Solve 3rd Degree Taylor Polynomial for \sqrt[ ]{9.03}

[Telemachus]

Homework Statement

Find an approximated value for \sqrt[ ]{9.03} using a Taylors polynomial of third degree and estimate the error.

Homework Equations

The Attempt at a Solution

I thought of solving it by using

f(x)=\sqrt[]{x} centered at x_0=9

So

P_n(x)=3+\dysplaystyle\frac{(x-9)}{6}-\dysplaystyle\frac{(x-9)^2}{216}+\dysplaystyle\frac{3(x-9)^3}{3888}

Then I evaluated it at x=9.03, so I get:

P_n(x)=3+\dysplaystyle\frac{(0.3)}{6}-\dysplaystyle\frac{(0.3)^2}{216}+\dysplaystyle\frac{3(0.3)^3}{3888}\approx{3.049604167}

I don't know if this is right, I've tried with the calculator and it gives 3.00500... Now, how do I estimate the error? just by resting to the value the calculator gives the one I get?

 

[vela]

9.03-9 = 0.03, not 0.3. :)

 

[Telemachus]

****, thanks haha

 

[Mark44]

For the error estimate, there's a formula for the error in approximating a Taylor series by the first n terms (terms up through degree n).
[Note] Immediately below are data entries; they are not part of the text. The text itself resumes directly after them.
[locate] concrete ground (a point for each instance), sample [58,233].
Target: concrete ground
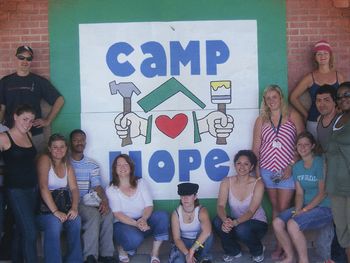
[142,255]
[269,242]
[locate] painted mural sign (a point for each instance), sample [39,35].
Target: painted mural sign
[179,97]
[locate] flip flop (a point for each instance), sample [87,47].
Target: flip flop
[277,256]
[155,259]
[124,258]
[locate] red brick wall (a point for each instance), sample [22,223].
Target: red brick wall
[309,21]
[25,22]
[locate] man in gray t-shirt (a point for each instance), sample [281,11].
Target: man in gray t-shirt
[326,97]
[326,105]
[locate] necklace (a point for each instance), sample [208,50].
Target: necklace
[188,216]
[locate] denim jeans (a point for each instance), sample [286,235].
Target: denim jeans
[316,218]
[130,237]
[1,212]
[249,233]
[52,228]
[23,203]
[176,256]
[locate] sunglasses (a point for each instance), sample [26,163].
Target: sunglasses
[345,95]
[20,57]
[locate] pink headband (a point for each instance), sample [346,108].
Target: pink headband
[322,45]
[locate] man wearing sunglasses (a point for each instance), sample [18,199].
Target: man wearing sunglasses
[25,87]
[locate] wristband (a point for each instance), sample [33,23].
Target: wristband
[199,244]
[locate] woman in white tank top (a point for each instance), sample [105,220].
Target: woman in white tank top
[247,222]
[54,173]
[191,228]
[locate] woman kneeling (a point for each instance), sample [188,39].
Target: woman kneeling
[191,228]
[247,222]
[132,205]
[311,209]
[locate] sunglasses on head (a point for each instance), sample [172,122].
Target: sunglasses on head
[345,95]
[20,57]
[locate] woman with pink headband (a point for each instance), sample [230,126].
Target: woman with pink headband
[323,74]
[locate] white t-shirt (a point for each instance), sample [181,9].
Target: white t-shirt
[131,206]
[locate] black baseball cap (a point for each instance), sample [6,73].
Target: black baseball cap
[23,49]
[187,189]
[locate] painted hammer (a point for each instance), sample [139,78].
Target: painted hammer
[125,89]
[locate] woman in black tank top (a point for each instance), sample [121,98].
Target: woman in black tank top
[21,180]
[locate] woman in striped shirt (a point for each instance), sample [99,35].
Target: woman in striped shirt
[275,131]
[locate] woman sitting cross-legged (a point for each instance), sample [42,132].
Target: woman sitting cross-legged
[132,205]
[311,209]
[56,175]
[191,228]
[247,222]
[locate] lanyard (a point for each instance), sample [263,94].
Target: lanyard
[276,130]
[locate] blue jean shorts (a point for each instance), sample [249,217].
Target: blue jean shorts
[266,175]
[313,219]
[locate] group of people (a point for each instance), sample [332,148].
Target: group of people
[308,185]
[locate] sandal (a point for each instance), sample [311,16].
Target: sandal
[155,259]
[124,258]
[277,255]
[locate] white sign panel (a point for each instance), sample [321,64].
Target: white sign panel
[179,97]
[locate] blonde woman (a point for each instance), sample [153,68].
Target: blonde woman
[275,132]
[56,174]
[323,74]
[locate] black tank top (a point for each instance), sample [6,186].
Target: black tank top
[20,166]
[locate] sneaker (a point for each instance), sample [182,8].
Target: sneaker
[107,259]
[230,258]
[259,258]
[91,259]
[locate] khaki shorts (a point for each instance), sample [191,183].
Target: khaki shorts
[341,215]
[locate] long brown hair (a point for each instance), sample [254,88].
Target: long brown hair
[115,177]
[53,138]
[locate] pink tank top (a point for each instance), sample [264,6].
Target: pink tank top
[238,207]
[277,149]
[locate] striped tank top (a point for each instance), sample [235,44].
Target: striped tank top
[277,158]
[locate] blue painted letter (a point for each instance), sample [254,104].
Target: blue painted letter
[184,56]
[156,64]
[188,160]
[215,171]
[217,53]
[161,167]
[119,69]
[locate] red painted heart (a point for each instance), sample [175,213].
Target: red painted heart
[172,127]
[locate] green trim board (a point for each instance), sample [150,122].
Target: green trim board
[66,15]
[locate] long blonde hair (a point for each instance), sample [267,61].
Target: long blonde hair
[265,111]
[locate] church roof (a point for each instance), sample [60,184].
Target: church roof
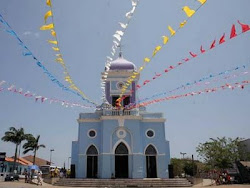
[122,64]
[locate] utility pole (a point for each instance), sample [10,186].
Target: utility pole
[183,154]
[50,156]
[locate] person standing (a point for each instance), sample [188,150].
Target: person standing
[39,178]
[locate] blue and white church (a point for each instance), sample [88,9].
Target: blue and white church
[120,143]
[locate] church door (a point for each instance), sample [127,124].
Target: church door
[121,161]
[151,162]
[92,162]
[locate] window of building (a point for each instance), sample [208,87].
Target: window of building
[92,133]
[150,133]
[150,150]
[92,150]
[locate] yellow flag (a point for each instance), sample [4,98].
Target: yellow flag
[157,49]
[53,33]
[53,42]
[183,23]
[146,59]
[55,48]
[48,3]
[188,11]
[202,1]
[171,30]
[165,39]
[48,14]
[47,27]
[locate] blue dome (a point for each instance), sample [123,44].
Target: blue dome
[122,64]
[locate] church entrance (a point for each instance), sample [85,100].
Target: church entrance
[151,162]
[121,161]
[92,162]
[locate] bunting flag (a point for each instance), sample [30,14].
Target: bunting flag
[27,52]
[12,88]
[47,27]
[189,12]
[233,32]
[244,27]
[56,48]
[193,55]
[233,86]
[117,43]
[204,79]
[222,39]
[48,14]
[202,1]
[213,44]
[172,32]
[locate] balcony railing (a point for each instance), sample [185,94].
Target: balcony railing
[114,112]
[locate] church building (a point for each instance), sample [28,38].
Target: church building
[120,143]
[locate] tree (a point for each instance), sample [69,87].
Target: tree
[220,153]
[32,145]
[15,136]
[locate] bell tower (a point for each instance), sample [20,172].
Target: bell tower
[120,70]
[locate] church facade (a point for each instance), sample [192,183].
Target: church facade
[120,143]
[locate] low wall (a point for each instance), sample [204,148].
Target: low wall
[195,181]
[51,180]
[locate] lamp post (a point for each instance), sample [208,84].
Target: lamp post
[68,162]
[183,154]
[51,156]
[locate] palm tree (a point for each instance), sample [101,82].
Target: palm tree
[15,136]
[32,145]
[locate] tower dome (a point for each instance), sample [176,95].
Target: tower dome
[122,64]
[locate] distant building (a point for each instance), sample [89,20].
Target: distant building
[38,161]
[8,165]
[121,143]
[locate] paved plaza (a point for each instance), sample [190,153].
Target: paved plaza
[21,184]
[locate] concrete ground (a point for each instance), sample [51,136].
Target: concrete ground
[21,184]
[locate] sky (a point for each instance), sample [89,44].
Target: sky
[85,28]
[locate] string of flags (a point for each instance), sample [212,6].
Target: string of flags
[27,52]
[165,39]
[117,38]
[203,81]
[233,86]
[193,55]
[55,46]
[39,98]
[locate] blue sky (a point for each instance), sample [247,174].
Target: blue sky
[85,30]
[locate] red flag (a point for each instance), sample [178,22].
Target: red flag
[192,54]
[202,50]
[212,45]
[233,32]
[222,39]
[244,27]
[145,82]
[171,67]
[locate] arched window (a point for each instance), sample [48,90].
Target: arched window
[92,150]
[121,149]
[150,150]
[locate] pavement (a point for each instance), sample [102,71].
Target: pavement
[21,184]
If my memory is correct, it looks something like this.

R_n(x)= \frac{f^{n + 1}(c)}{(n + 1)!}(x - a)^{n + 1}

Since it is usually impossible to determine c (which is between x and a), in practice, one finds an upper bound on |f⁽ⁿ⁺¹⁾(x)|.

 

[Telemachus]

Thank you Mark. I think I get it.

Here it is:

R_{n+1}(x)=\displaystyle\frac{-15(x-9)^4}{4!16\sqrt[ ]{\alpha}}

\alpha=9+0.03\theta, \theta\in{(0,1)}

 

[jegues]

For the error estimate, there's a formula for the error in approximating a Taylor series by the first n terms (terms up through degree n). If my memory is correct, it looks something like this.

R_n(x)= \frac{f^{n + 1}(c)}{(n + 1)!}(x - a)^{n + 1}

Since it is usually impossible to determine c (which is between x and a), in practice, one finds an upper bound on |f⁽ⁿ⁺¹⁾(x)|.
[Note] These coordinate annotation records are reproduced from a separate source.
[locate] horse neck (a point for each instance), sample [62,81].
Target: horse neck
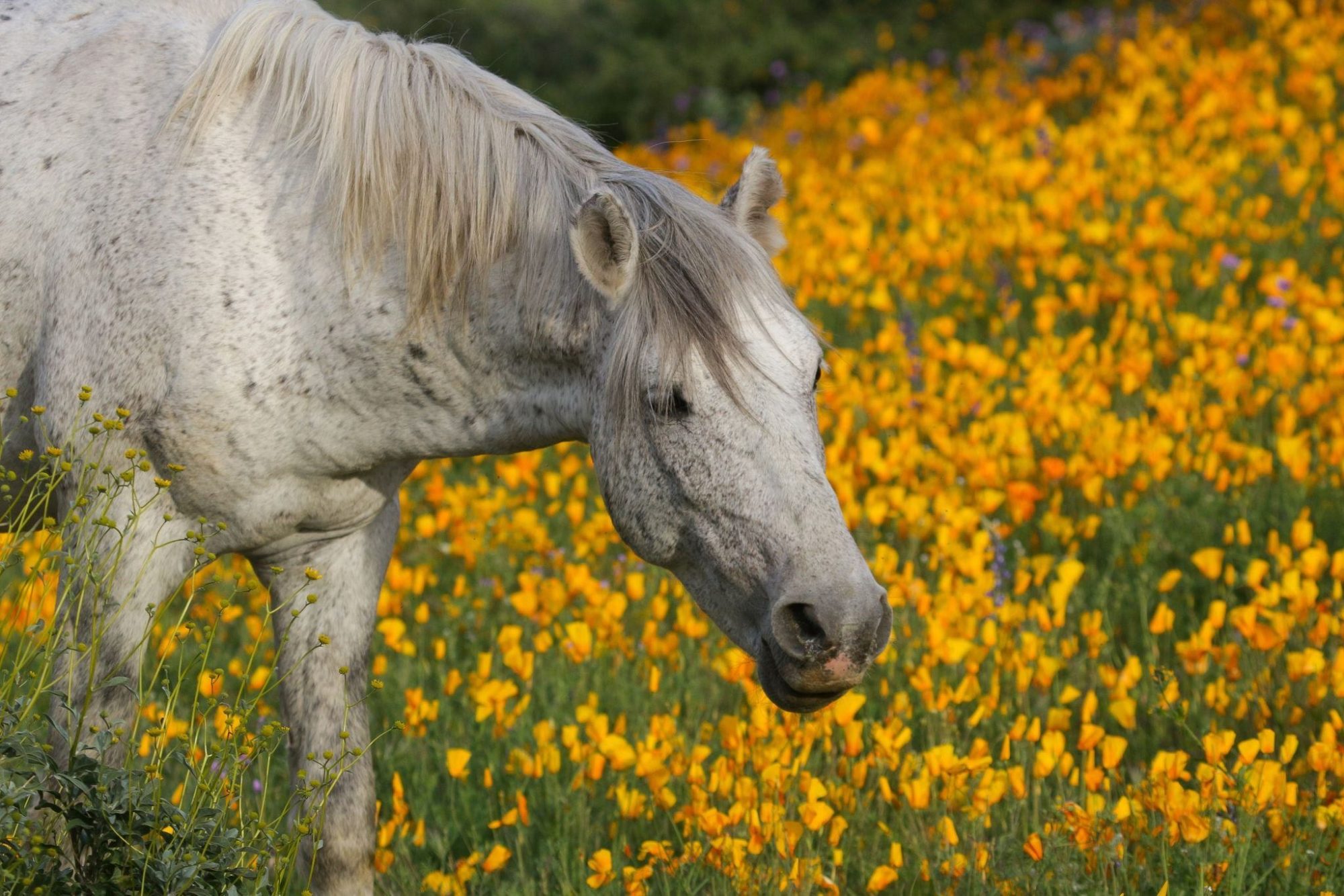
[517,374]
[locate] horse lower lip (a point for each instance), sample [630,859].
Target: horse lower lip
[786,695]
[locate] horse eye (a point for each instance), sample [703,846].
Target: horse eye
[670,404]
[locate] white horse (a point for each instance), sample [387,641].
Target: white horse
[310,257]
I could be wrong, but shouldn't this be an inequality? That's how I remember it.

 

[Mark44]

No, it shouldn't be an inequality. Checking with a calculus text, the formula for the remainder is correct.

 

[Telemachus]

It can be thought as inequality like this:

|R_n(x)|= |\frac{f^{n + 1}(c)}{(n + 1)!}(x - a)^{n + 1}|\leq{}\displaystyle\frac{(x-a)^{n+1}}{(n+1)!} k
Where k=max{f(b) \textsf{ such that b} \in{[x,a]}

 

[Mark44]

The remainder is an equality. Usually it suffices to get an upper bound on that derivative - then you have an inequality.

 

[Hurkyl]

I could be wrong, but shouldn't this be an inequality? That's how I remember it.

The various forms of the Taylor remainder are generalizations of the mean value theorem to higher derivatives and higher degree polynomials -- the remainder is exactly equal to the given expression for some point c in a known interval.

Typical practical applications find the maximum over the entire interval, and then use that as an upper bound on the true remainder.

 

[jegues]

The various forms of the Taylor remainder are generalizations of the mean value theorem to higher derivatives and higher degree polynomials -- the remainder is exactly equal to the given expression for some point c in a known interval.

Typical practical applications find the maximum over the entire interval, and then use that as an upper bound on the true remainder.

Thank you both, Mark and Hurkyl for clearing things up!